Congressional Republicans have opposed the Obama administration’s health care bill because it will increase the federal government’s role in U.S. health care and increase government outlays by tens of billions of dollars per year.
But in 2003, most of these same Republicans voted for establishing a Medicare drug benefit despite the fact that it would increase the federal government’s role in health care and increase federal outlays by tens of billions of dollars per year.
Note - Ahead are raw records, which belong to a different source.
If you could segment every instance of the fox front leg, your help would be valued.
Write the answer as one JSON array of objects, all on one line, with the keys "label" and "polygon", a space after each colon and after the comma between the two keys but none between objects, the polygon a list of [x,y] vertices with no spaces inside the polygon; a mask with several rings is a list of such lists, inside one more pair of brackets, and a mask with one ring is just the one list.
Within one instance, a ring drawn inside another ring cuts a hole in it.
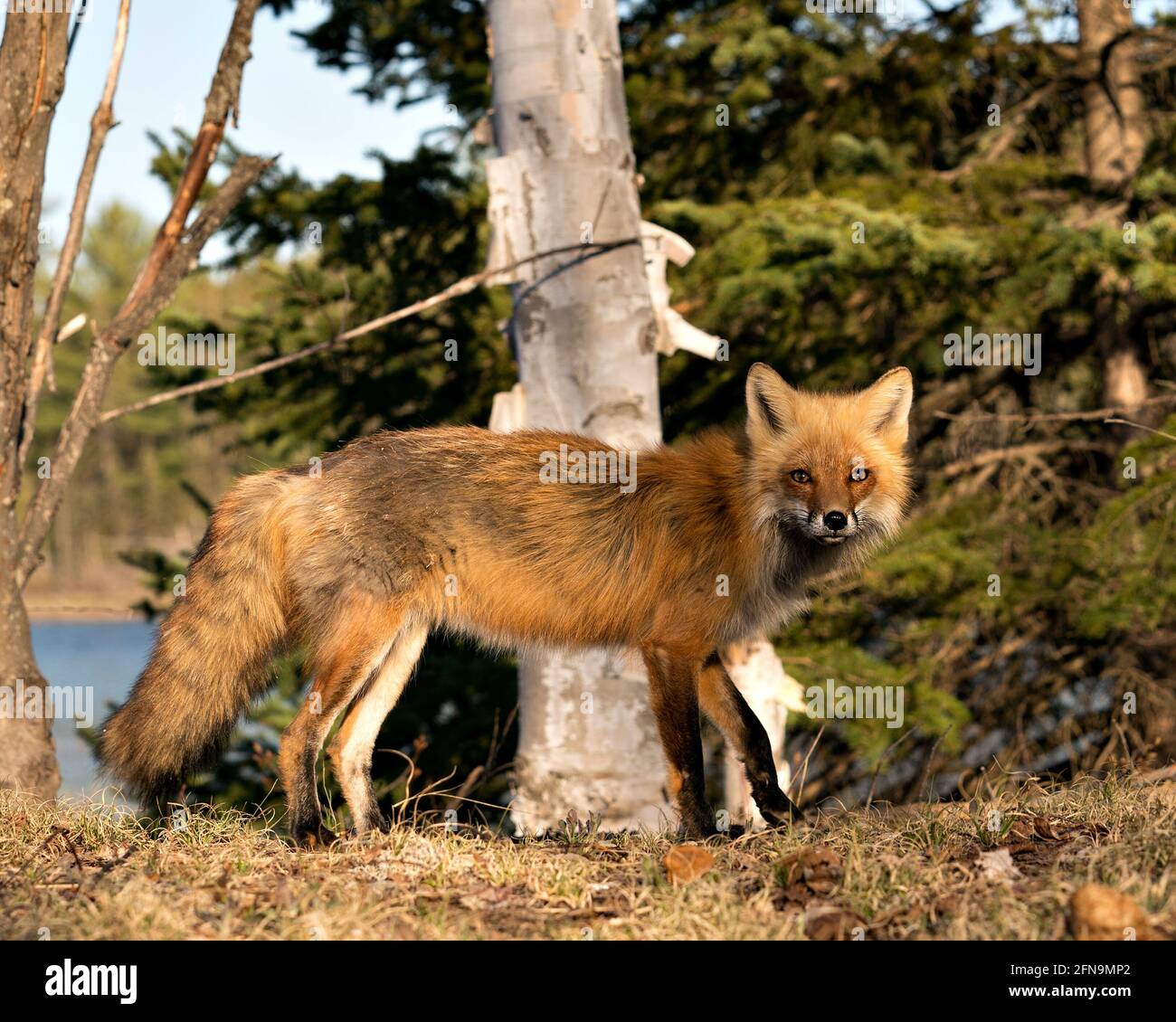
[{"label": "fox front leg", "polygon": [[702,730],[699,723],[699,662],[664,649],[642,650],[649,672],[649,704],[657,721],[669,773],[669,791],[677,803],[688,839],[715,833],[702,774]]},{"label": "fox front leg", "polygon": [[776,763],[768,733],[735,687],[717,653],[711,653],[702,664],[699,697],[707,716],[723,733],[723,737],[742,761],[760,815],[774,827],[800,819],[801,810],[780,789],[776,781]]}]

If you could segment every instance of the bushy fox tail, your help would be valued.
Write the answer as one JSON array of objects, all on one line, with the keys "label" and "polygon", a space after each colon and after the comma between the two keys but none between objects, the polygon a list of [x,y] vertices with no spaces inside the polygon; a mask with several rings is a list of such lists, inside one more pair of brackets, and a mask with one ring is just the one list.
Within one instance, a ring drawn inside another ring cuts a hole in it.
[{"label": "bushy fox tail", "polygon": [[268,687],[269,661],[288,633],[281,486],[273,475],[252,476],[221,501],[188,569],[186,595],[102,732],[106,770],[147,804],[211,766]]}]

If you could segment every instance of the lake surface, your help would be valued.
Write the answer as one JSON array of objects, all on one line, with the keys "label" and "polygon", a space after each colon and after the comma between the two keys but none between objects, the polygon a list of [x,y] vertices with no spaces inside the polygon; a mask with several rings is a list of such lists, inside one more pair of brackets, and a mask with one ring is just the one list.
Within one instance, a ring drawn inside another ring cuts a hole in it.
[{"label": "lake surface", "polygon": [[[154,623],[147,621],[34,621],[33,650],[49,684],[79,688],[95,727],[131,692],[151,655]],[[53,722],[62,796],[98,795],[106,787],[89,746],[73,720]]]}]

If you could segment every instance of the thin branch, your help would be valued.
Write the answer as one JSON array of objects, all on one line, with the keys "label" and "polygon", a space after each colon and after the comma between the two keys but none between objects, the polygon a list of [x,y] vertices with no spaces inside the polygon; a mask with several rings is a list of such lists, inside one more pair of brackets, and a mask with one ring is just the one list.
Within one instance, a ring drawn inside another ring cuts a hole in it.
[{"label": "thin branch", "polygon": [[953,461],[950,465],[943,466],[943,474],[951,479],[953,476],[960,475],[963,472],[969,472],[973,468],[983,468],[985,465],[993,465],[1000,461],[1007,461],[1010,457],[1021,459],[1038,459],[1043,454],[1053,454],[1057,450],[1104,450],[1105,445],[1103,443],[1080,443],[1075,440],[1051,440],[1043,441],[1041,443],[1022,443],[1017,447],[1000,447],[993,450],[984,450],[973,457],[965,457],[961,461]]},{"label": "thin branch", "polygon": [[270,359],[267,362],[259,362],[256,366],[250,366],[248,369],[240,369],[239,372],[230,373],[227,376],[214,376],[208,380],[199,380],[195,383],[186,383],[182,387],[176,387],[174,390],[163,390],[160,394],[153,394],[151,398],[143,398],[141,401],[134,401],[131,405],[122,405],[119,408],[112,408],[111,410],[101,414],[99,422],[109,422],[112,419],[120,419],[123,415],[129,415],[132,412],[142,412],[146,408],[154,408],[156,405],[162,405],[166,401],[175,401],[178,398],[187,398],[189,394],[201,394],[206,390],[216,390],[220,387],[235,383],[238,380],[247,380],[250,376],[260,376],[262,373],[280,369],[282,366],[288,366],[292,362],[300,361],[301,359],[308,359],[312,355],[329,352],[332,348],[341,347],[355,338],[370,334],[373,330],[377,330],[381,327],[386,327],[390,323],[399,322],[400,320],[408,319],[409,316],[417,315],[419,313],[427,312],[428,309],[443,305],[452,299],[460,298],[463,294],[469,294],[474,290],[474,288],[485,283],[487,280],[493,280],[499,274],[510,273],[512,270],[515,270],[521,266],[526,266],[527,263],[537,262],[541,259],[550,259],[553,255],[562,255],[569,252],[583,252],[584,249],[592,249],[588,255],[597,255],[601,254],[601,251],[608,252],[622,245],[634,245],[637,241],[640,241],[640,239],[627,238],[621,241],[593,242],[592,245],[564,245],[560,248],[549,248],[546,252],[528,255],[526,259],[516,259],[514,262],[507,263],[506,266],[495,266],[490,269],[483,269],[480,273],[463,276],[455,283],[449,285],[449,287],[445,288],[445,290],[439,290],[429,298],[421,299],[409,306],[405,306],[395,312],[386,313],[377,319],[369,320],[366,323],[361,323],[358,327],[353,327],[349,330],[336,334],[330,340],[320,341],[316,345],[310,345],[309,347],[301,348],[296,352],[290,352],[288,355],[280,355],[279,358]]},{"label": "thin branch", "polygon": [[253,18],[260,6],[261,0],[239,0],[236,5],[233,24],[229,26],[225,48],[221,51],[220,61],[216,65],[216,74],[213,76],[213,84],[205,100],[205,116],[200,131],[196,132],[195,141],[192,143],[192,152],[188,154],[183,175],[175,189],[172,209],[167,214],[163,226],[160,227],[159,234],[155,235],[155,241],[139,270],[139,276],[131,287],[123,307],[135,305],[151,289],[163,265],[175,252],[180,235],[183,233],[183,225],[187,222],[188,214],[208,178],[208,171],[216,159],[221,139],[225,138],[225,125],[230,113],[234,127],[236,126],[241,75],[245,62],[249,59]]},{"label": "thin branch", "polygon": [[172,211],[155,235],[147,259],[114,319],[91,343],[89,358],[73,407],[58,434],[49,474],[38,483],[25,513],[20,532],[16,581],[24,586],[41,562],[41,546],[53,526],[66,487],[73,476],[89,434],[98,426],[102,400],[114,367],[132,336],[146,327],[174,298],[183,276],[196,267],[205,242],[225,222],[245,192],[261,176],[270,161],[241,156],[216,194],[205,205],[191,228],[185,229],[216,158],[225,123],[236,109],[245,62],[249,59],[253,19],[261,0],[238,0],[233,24],[221,51],[205,103],[205,121],[180,178]]},{"label": "thin branch", "polygon": [[1145,429],[1148,433],[1155,433],[1156,436],[1163,436],[1164,440],[1176,440],[1170,433],[1164,433],[1162,429],[1152,429],[1150,426],[1144,426],[1142,422],[1131,422],[1129,419],[1104,419],[1103,422],[1116,422],[1120,426],[1134,426],[1136,429]]},{"label": "thin branch", "polygon": [[951,419],[956,422],[963,422],[964,425],[969,422],[1083,422],[1083,421],[1105,421],[1108,415],[1116,415],[1120,412],[1130,412],[1141,408],[1145,405],[1163,405],[1171,403],[1176,401],[1176,394],[1160,394],[1155,398],[1148,398],[1141,401],[1138,405],[1132,405],[1130,408],[1116,407],[1116,408],[1095,408],[1090,412],[1043,412],[1043,413],[971,413],[967,415],[960,415],[954,412],[936,412],[936,419]]},{"label": "thin branch", "polygon": [[[102,98],[98,102],[94,116],[89,121],[89,145],[81,163],[81,173],[78,175],[78,188],[74,191],[73,208],[69,211],[69,228],[66,232],[61,255],[53,273],[53,285],[49,289],[48,301],[45,303],[41,329],[33,349],[33,366],[25,395],[24,430],[20,439],[20,453],[16,457],[18,466],[25,463],[28,449],[33,443],[33,433],[36,428],[36,407],[41,400],[42,386],[48,380],[49,389],[56,389],[53,383],[53,345],[58,339],[58,320],[61,318],[61,308],[69,293],[74,266],[81,252],[81,240],[86,228],[86,209],[89,206],[89,195],[94,187],[98,160],[106,145],[106,135],[114,127],[114,91],[119,85],[119,72],[122,68],[122,54],[127,47],[129,22],[131,0],[122,0],[119,7],[118,26],[114,31],[114,48],[111,51],[111,64],[106,72],[106,87],[102,89]],[[74,25],[75,33],[76,26],[78,22]]]}]

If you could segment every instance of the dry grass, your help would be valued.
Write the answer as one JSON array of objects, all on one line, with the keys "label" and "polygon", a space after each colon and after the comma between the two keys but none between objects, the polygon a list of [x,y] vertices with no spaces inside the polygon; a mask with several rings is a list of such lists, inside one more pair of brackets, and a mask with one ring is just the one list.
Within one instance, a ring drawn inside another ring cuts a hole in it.
[{"label": "dry grass", "polygon": [[0,937],[1057,938],[1088,882],[1176,933],[1172,783],[826,815],[714,840],[688,883],[667,875],[666,835],[515,842],[417,821],[303,853],[269,823],[193,813],[153,835],[0,793]]}]

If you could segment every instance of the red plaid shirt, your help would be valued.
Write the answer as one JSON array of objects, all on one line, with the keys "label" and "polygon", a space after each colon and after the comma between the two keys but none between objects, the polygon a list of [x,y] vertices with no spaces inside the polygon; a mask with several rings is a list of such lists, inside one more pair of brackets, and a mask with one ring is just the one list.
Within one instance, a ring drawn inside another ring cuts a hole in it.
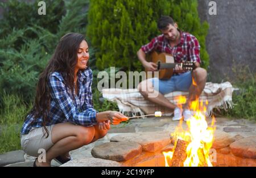
[{"label": "red plaid shirt", "polygon": [[201,63],[200,46],[197,39],[191,34],[179,31],[180,40],[179,44],[171,47],[163,35],[154,38],[151,41],[141,47],[147,53],[153,50],[172,54],[175,62],[193,61]]}]

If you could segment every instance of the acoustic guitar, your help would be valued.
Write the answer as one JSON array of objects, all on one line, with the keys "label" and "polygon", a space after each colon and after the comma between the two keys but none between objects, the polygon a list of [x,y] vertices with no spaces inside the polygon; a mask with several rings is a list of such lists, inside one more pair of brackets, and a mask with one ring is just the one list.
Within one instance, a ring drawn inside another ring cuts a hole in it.
[{"label": "acoustic guitar", "polygon": [[[192,70],[196,67],[193,62],[175,63],[172,55],[166,53],[158,53],[156,51],[152,52],[147,56],[147,61],[157,64],[158,78],[160,79],[169,79],[172,76],[174,69],[176,65],[186,70]],[[146,70],[146,71],[147,74],[148,71]],[[152,74],[154,74],[154,73]],[[154,75],[152,75],[154,77]]]}]

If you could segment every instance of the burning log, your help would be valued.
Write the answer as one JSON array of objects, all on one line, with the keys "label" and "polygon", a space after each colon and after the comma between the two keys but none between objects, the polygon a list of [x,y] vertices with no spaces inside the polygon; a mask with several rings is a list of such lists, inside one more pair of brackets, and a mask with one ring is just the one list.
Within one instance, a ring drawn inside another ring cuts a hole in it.
[{"label": "burning log", "polygon": [[202,149],[200,149],[197,151],[198,157],[199,158],[199,167],[208,167],[207,161],[205,160],[204,150]]},{"label": "burning log", "polygon": [[188,142],[178,139],[174,150],[171,167],[183,167],[183,163],[187,158],[186,149]]}]

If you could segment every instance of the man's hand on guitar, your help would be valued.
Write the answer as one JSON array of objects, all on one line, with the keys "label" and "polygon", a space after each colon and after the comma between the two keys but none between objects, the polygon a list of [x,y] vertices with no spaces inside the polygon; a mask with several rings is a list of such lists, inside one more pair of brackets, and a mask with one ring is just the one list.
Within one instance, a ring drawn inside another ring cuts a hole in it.
[{"label": "man's hand on guitar", "polygon": [[156,63],[152,62],[146,62],[143,64],[144,67],[149,71],[156,71],[158,69],[158,65]]},{"label": "man's hand on guitar", "polygon": [[182,69],[182,67],[179,65],[175,65],[175,68],[174,69],[174,70],[177,73],[180,73],[184,71],[184,70]]}]

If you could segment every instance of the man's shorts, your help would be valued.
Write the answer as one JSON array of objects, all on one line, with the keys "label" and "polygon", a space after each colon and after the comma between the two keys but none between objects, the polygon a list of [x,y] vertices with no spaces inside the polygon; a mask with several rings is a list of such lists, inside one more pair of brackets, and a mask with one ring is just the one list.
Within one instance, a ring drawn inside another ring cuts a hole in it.
[{"label": "man's shorts", "polygon": [[174,75],[167,80],[161,80],[158,78],[153,78],[148,80],[153,84],[154,89],[163,95],[175,91],[188,91],[192,82],[191,71],[180,75]]}]

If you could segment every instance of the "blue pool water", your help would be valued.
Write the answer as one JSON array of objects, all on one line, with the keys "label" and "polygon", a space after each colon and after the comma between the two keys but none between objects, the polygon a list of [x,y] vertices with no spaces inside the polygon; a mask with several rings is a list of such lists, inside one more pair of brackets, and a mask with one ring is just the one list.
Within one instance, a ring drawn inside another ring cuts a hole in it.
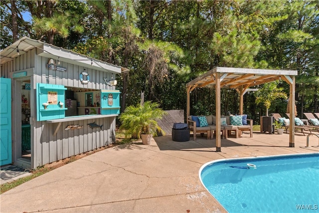
[{"label": "blue pool water", "polygon": [[319,153],[214,161],[199,177],[230,213],[319,212]]}]

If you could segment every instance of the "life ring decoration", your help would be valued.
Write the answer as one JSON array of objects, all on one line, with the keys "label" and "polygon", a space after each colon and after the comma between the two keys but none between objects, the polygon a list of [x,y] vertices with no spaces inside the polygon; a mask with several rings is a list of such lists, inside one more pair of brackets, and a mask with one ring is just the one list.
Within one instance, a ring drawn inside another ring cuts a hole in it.
[{"label": "life ring decoration", "polygon": [[[84,76],[85,76],[86,79],[84,79]],[[82,72],[80,73],[80,81],[83,84],[87,84],[90,81],[90,76],[86,72]]]}]

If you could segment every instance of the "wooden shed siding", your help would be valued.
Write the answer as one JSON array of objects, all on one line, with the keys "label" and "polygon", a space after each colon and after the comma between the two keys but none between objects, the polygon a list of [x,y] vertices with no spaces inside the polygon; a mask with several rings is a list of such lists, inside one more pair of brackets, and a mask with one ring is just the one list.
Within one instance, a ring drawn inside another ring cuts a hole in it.
[{"label": "wooden shed siding", "polygon": [[[66,72],[49,70],[46,66],[49,60],[48,58],[36,56],[36,68],[32,78],[33,82],[64,85],[84,89],[114,89],[114,87],[107,86],[103,79],[103,78],[111,79],[110,73],[62,61],[59,65],[56,65],[66,67]],[[79,80],[80,74],[83,71],[90,75],[90,82],[87,84],[81,83]],[[115,78],[115,74],[113,78]],[[32,89],[33,96],[35,97],[36,83],[33,83]],[[35,99],[32,103],[36,105]],[[35,107],[32,110],[32,114],[34,115],[34,130],[32,138],[34,142],[33,153],[36,156],[36,162],[31,165],[33,168],[93,150],[114,142],[115,117],[62,122],[56,135],[54,136],[53,133],[58,123],[37,122]],[[99,128],[92,129],[88,126],[88,124],[94,122],[100,126],[103,125],[102,130]],[[66,127],[72,125],[78,125],[83,128],[64,130]]]},{"label": "wooden shed siding", "polygon": [[[3,64],[1,67],[1,76],[9,78],[12,72],[34,67],[34,73],[30,76],[30,104],[31,107],[30,123],[31,124],[31,150],[32,157],[31,167],[54,162],[74,155],[93,150],[113,143],[115,141],[115,117],[89,119],[73,122],[63,122],[55,136],[53,133],[58,123],[48,123],[45,121],[36,121],[36,83],[50,83],[64,85],[65,86],[94,89],[115,89],[104,82],[104,78],[112,79],[112,74],[90,68],[84,68],[76,64],[61,61],[59,66],[67,68],[66,72],[49,70],[46,67],[50,58],[36,55],[34,48],[26,54],[18,56],[12,61]],[[57,59],[56,60],[57,62]],[[84,69],[85,69],[84,70]],[[87,84],[82,84],[79,79],[80,74],[85,71],[90,75],[90,80]],[[115,79],[115,74],[113,74]],[[18,79],[14,81],[12,86],[14,96],[12,103],[14,110],[20,108],[21,104],[21,83]],[[13,146],[21,146],[21,116],[12,115]],[[88,123],[95,122],[103,125],[102,130],[99,128],[92,129]],[[68,125],[78,125],[82,129],[64,130]],[[18,156],[19,150],[15,152]],[[15,157],[14,157],[14,159]]]}]

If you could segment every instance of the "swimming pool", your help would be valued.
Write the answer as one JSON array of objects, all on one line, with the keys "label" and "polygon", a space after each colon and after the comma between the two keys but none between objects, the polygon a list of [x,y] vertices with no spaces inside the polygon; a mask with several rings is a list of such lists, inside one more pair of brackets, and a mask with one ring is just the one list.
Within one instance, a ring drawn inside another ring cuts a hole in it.
[{"label": "swimming pool", "polygon": [[213,161],[199,178],[230,213],[319,211],[319,153]]}]

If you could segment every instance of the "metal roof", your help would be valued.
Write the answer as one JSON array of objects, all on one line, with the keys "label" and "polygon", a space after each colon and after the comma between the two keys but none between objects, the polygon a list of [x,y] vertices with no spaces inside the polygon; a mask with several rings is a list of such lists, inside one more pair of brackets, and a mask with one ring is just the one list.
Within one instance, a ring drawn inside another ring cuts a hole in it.
[{"label": "metal roof", "polygon": [[[49,44],[39,40],[23,37],[0,51],[0,64],[13,60],[36,48],[36,54],[41,56],[59,59],[61,61],[76,64],[88,68],[112,73],[120,73],[127,69],[97,60],[72,51]],[[17,50],[18,49],[18,53]]]}]

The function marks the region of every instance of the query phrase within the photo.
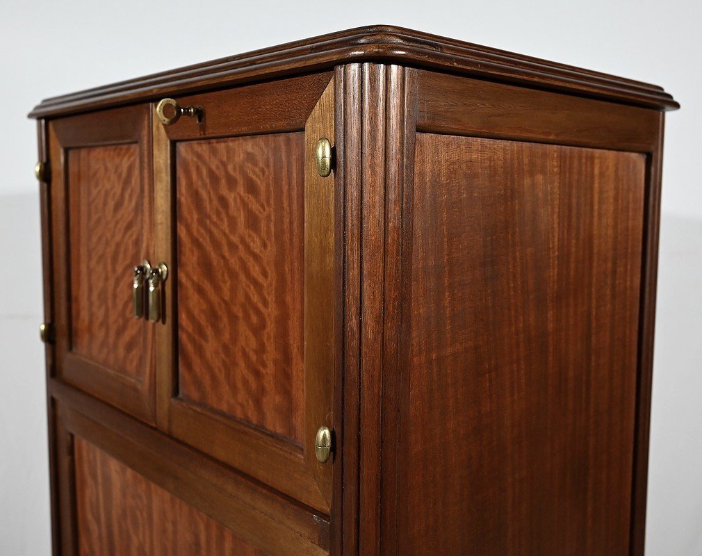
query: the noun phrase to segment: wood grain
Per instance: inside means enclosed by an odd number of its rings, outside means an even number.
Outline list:
[[[369,25],[49,98],[30,117],[222,88],[355,62],[393,62],[656,110],[679,105],[655,85],[391,25]]]
[[[179,394],[301,444],[303,136],[178,145]]]
[[[62,437],[68,440],[61,452],[67,459],[73,460],[72,439],[84,439],[261,550],[285,556],[328,554],[329,522],[319,514],[60,381],[53,380],[50,389]],[[61,475],[68,484],[61,499],[69,501],[75,491],[72,465],[67,463]],[[64,513],[62,535],[74,529],[73,512]]]
[[[418,135],[400,554],[628,554],[645,162]]]
[[[153,326],[133,317],[133,266],[153,235],[148,107],[48,124],[55,371],[154,422]]]
[[[417,128],[647,152],[658,114],[590,98],[417,72]]]
[[[263,556],[204,514],[77,438],[81,556]]]
[[[334,81],[329,81],[305,124],[304,337],[305,418],[303,451],[327,508],[332,502],[331,458],[319,463],[315,454],[317,431],[322,425],[333,431],[334,369],[340,359],[337,343],[337,299],[341,288],[336,279],[340,218],[336,211],[336,172],[323,178],[317,168],[317,143],[322,137],[334,140]],[[338,444],[338,442],[337,442]]]
[[[143,380],[151,328],[133,317],[133,268],[144,256],[136,144],[67,152],[72,350]]]

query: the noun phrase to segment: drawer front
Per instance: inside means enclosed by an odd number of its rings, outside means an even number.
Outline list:
[[[101,402],[55,393],[61,553],[329,555],[323,517]]]
[[[48,126],[58,375],[155,421],[154,326],[134,318],[133,269],[153,244],[145,105]]]
[[[201,121],[153,113],[155,252],[165,261],[157,326],[159,425],[324,512],[331,426],[333,140],[331,74],[176,99]]]

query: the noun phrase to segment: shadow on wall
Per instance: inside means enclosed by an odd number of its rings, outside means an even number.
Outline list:
[[[49,555],[38,192],[0,197],[0,554]],[[647,556],[702,555],[702,220],[661,224]]]
[[[39,208],[38,189],[0,196],[0,554],[16,556],[51,553]]]
[[[702,219],[661,224],[647,556],[702,556]]]

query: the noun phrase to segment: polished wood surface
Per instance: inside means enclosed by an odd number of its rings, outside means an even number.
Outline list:
[[[55,555],[643,556],[676,107],[387,26],[43,102]]]
[[[188,141],[176,155],[178,394],[298,445],[303,138]]]
[[[80,437],[260,549],[283,556],[329,552],[329,520],[318,512],[60,381],[50,389],[58,406],[60,499],[67,502],[63,536],[76,525],[70,501],[75,493],[73,445]],[[65,552],[73,554],[72,546],[65,543]]]
[[[417,72],[417,128],[647,152],[658,114],[504,84]]]
[[[656,110],[679,107],[655,85],[409,29],[369,25],[48,98],[29,115],[65,114],[362,62],[419,66]]]
[[[93,444],[74,446],[81,556],[265,555]]]
[[[48,138],[56,374],[153,423],[153,326],[131,306],[153,245],[147,107],[53,121]]]
[[[334,81],[324,89],[305,124],[304,229],[304,366],[305,418],[303,451],[326,508],[331,511],[332,471],[338,444],[332,438],[329,461],[316,456],[317,432],[322,426],[333,430],[334,369],[340,359],[337,341],[338,305],[342,291],[340,246],[337,223],[336,190],[333,172],[322,177],[317,167],[317,144],[321,138],[334,140]],[[333,449],[333,448],[337,449]]]
[[[148,324],[133,318],[131,277],[143,253],[139,147],[67,152],[72,351],[143,380]]]
[[[628,554],[645,157],[420,134],[415,172],[400,553]]]

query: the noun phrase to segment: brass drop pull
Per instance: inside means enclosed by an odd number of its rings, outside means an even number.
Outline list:
[[[134,307],[134,318],[140,319],[144,312],[144,282],[151,272],[151,264],[144,259],[134,267],[132,278],[132,305]]]
[[[168,269],[164,263],[159,263],[158,267],[152,267],[149,272],[147,296],[149,298],[149,320],[152,322],[158,322],[163,317],[161,310],[161,284],[168,274]]]
[[[326,463],[331,456],[331,431],[326,425],[319,427],[314,439],[314,454],[317,461]]]
[[[172,115],[168,115],[173,113]],[[198,123],[202,121],[205,115],[201,106],[180,106],[173,98],[164,98],[156,105],[156,113],[159,119],[164,126],[172,126],[181,116],[188,116],[197,119]]]
[[[134,279],[132,282],[132,295],[134,301],[134,318],[144,316],[144,276],[146,269],[141,265],[134,267]]]

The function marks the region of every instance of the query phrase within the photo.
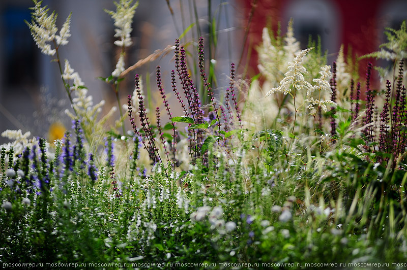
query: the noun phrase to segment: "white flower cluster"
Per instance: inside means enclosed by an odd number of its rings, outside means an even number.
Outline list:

Bruce Bartlett, a former Reagan and George H.W. Bush administration official, gives his fellow Republicans a tongue lashing for this inconsistency in a recent column in Forbes magazine.
Bartlett’s criticism is right on. But the responses of some of his party’s leading lights, as quoted in a recent Associated Press article on the issue, illustrate broader patterns in the electoral politics of economic policy — ones that, over time, transcend party lines.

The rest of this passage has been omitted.